Screw A Christmas Story. You know the one thing I can't stand about that film? The fact that dumb ass kid didn't completely take out his eye when he's shooting his Red Rider BB Gun in the backyard. Just one more inch to the right and POW - he get's what he deserves. That is the only way that shite-storm of a movie could have gotten to a half decent level. God I hate that kid.
The following are the top 10 Christmas movies I think are kick ass. Your list may differ from mine and that's cool. No worries. But come December 22nd these will be the movies I've got loaded on the wife's iPhone to watch and put me in the bestest Christmas mood.
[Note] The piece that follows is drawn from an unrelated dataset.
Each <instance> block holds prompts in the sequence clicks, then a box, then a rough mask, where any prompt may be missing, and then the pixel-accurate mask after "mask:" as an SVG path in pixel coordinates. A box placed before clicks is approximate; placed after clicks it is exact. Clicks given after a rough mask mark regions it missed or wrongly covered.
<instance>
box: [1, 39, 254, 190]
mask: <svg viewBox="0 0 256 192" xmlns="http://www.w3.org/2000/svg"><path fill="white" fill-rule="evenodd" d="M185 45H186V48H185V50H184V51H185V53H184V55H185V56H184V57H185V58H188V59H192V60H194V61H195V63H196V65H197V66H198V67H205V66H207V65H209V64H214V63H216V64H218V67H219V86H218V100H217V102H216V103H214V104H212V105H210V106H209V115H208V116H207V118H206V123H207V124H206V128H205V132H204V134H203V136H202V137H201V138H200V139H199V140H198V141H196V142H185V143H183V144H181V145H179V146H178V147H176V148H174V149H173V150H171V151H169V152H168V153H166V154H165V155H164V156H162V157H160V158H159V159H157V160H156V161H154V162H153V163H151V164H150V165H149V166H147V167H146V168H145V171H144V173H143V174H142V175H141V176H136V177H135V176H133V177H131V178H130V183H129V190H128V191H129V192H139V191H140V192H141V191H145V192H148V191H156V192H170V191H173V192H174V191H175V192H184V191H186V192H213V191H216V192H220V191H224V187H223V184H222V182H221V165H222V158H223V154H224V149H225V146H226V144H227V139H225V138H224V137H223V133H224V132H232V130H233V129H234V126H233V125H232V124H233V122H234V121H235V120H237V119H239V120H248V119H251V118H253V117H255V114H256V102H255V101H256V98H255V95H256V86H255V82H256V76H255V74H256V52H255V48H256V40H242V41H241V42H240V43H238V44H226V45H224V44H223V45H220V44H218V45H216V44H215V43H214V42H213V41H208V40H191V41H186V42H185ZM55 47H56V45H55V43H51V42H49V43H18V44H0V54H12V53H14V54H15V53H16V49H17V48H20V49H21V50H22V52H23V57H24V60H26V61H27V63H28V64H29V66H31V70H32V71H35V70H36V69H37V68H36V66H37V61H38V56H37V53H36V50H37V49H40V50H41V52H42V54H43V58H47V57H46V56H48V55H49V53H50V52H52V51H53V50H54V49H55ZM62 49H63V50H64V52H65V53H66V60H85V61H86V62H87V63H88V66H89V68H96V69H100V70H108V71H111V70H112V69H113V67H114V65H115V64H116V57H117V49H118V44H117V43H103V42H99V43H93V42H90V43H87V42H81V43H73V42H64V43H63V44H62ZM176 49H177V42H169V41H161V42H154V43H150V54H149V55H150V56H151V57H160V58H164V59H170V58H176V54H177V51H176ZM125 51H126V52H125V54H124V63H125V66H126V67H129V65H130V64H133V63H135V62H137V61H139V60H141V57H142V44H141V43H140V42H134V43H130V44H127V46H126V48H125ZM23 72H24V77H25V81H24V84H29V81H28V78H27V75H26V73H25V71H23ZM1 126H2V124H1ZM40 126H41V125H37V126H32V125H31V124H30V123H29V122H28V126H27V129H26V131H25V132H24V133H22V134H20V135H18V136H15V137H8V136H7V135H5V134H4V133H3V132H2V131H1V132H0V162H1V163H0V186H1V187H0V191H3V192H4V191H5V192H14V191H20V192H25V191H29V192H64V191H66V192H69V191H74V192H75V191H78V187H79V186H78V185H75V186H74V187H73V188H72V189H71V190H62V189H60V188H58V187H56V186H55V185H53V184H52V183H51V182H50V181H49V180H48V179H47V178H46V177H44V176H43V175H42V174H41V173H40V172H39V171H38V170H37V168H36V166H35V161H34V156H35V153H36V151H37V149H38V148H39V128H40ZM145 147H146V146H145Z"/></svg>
Or you could go read Chris Kitowski's blog. Barf. You'd probably have more fun watching paint dry. Will add Chris' blog address as soon as I can.
1. Die Hard - That's right. John McClane and Nakatomi Plaza baby. Yippy ki yeah motherf*cker.
2. Die Hard 2 - John McClane! Christmas Vacation never killed so many people.
3. Scrooged - BILL MURRAY. "The antlers won't stay on the mice". "Then staple them."
4. Trading Places - Jamie Lee Curtis' ta-ta's.
5. Elf - Through the gummy bear forrest and over the chocolate river we must go.
6. National Lampoon's Christmas Vacation - Go Walt Griswald!
7. Gremlin's - C'mon man! Gizmo. It brought us Gizmo for crying out loud.
8. Best Friends - Ryan Reynold's is my hero. Friggin' hilarious!
9. The Ref - Two words. Dennis Leary.
10. Four Christmases - It kind of reminds me of my family... I don't know why.
Top this Chris Kitowski! You hack. You undeniable king of the douche bags.